I am putting a new server in a datacenter for company use and my company website. I use a lot of VPS accounts and in that world the choices are xen or openvz. I will be using virtualization on my dedicated server. It is difficult to find any information comparing the platforms outside of the VPS service context. We will not be renting out VPS accounts, we only wish to run isolated environments, and avoid the cost of multiple servers. I understand the basic difference of os level virtualization vs. hypervisor paravirtualization. It seems that most big companies are using xen, but in my experience openvz can achive better performance, due to the pooled resources, as many containers are likely to be idle.

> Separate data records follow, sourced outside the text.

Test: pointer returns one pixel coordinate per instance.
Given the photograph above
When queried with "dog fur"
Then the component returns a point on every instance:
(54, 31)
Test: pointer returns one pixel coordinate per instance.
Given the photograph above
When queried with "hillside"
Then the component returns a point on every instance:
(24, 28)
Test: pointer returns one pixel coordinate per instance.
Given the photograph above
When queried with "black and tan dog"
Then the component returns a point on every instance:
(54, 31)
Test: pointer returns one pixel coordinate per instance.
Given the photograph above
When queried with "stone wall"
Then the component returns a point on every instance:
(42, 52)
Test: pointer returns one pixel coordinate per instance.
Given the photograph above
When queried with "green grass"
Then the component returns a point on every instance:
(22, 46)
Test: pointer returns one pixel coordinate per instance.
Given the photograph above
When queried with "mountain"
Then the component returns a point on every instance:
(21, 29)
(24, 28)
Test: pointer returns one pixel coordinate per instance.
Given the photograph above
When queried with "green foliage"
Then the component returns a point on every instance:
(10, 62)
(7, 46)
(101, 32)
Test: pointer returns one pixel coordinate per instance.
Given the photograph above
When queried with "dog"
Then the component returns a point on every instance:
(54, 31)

Does anyone have any experience with openvz or xen in this context?
Are there any other people than people who have access to the host using the VPS?
If yes: Xen else: openvz
One of the reasons for this is that you might end up rebooting a server. Unfortunately in OpenVZ this command doesn't work and results in a shut down server that needs to be booted from the host. Also have a look at LXC, it's the same as OpenVZ but doesn't use an as heavily patched kernel.

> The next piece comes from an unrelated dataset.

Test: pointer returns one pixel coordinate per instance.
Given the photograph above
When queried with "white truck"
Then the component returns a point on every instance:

My personal favorite is still XEN. We decided to use it in 2007, since it was the best of breed back then with regards to performance and resource (CPU-overhead) usage.
We are using it with Linux in Dom0 and (mostly) Linux in PV-mode as DomUs.

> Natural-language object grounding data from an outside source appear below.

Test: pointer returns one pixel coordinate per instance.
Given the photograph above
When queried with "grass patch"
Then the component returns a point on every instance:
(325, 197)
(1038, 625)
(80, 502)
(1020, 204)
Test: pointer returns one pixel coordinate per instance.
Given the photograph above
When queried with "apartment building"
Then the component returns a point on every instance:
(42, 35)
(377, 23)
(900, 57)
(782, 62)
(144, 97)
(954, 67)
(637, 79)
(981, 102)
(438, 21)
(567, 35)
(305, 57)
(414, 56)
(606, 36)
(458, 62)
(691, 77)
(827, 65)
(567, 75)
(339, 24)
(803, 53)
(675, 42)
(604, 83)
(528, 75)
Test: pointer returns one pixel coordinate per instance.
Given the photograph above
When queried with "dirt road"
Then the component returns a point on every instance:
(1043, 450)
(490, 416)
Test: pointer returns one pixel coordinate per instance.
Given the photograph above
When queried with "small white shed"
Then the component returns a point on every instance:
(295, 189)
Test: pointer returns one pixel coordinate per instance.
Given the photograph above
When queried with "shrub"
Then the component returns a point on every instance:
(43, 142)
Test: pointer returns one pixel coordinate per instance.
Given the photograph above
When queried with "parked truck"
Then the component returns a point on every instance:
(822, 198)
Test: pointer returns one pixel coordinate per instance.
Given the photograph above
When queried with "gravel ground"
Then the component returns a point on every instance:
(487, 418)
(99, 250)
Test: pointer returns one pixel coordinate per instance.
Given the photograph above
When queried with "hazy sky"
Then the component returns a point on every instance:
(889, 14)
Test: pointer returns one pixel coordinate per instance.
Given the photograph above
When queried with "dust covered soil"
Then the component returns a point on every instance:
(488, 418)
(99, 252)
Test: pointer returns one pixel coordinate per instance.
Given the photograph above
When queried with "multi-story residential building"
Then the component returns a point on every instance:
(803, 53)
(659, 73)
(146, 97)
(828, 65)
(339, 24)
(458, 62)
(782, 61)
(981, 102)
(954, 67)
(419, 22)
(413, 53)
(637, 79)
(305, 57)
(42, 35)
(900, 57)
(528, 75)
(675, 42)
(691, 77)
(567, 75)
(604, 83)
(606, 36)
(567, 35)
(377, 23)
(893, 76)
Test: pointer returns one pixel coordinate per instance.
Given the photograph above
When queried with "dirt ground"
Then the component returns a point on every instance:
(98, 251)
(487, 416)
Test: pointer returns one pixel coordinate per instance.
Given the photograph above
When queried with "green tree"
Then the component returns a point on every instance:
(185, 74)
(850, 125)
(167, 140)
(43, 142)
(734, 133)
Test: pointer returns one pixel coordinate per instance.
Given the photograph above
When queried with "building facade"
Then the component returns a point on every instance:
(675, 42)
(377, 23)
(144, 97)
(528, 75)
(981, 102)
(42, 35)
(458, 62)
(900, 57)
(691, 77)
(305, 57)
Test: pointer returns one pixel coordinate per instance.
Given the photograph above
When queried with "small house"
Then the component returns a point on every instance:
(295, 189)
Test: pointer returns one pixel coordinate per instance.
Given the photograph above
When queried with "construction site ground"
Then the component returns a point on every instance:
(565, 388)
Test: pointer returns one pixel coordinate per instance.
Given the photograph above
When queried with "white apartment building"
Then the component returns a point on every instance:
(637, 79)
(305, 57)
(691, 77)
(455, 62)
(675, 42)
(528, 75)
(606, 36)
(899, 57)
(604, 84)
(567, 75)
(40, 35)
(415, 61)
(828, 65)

If you need to run different Kernel Versions or different Linux distributions XEN is better - since you have the full Kernel in your VM.
If going for XEN have a look at Oracle VM, SLES11 SP2 or Citrix. It depends on your licensing needs which is the most cost-effective solution for you.
If you are in a pure Linux environment, KVM might be another possible solution nowadays (available in Debian, Ubuntu LTS, RedHat, SLES, ...).
See it for yourself: http://openvz.org/Performance
Executive summary: for pure computational cases there is no or little difference. For any other task the difference can be up to few times (in OpenVZ favor).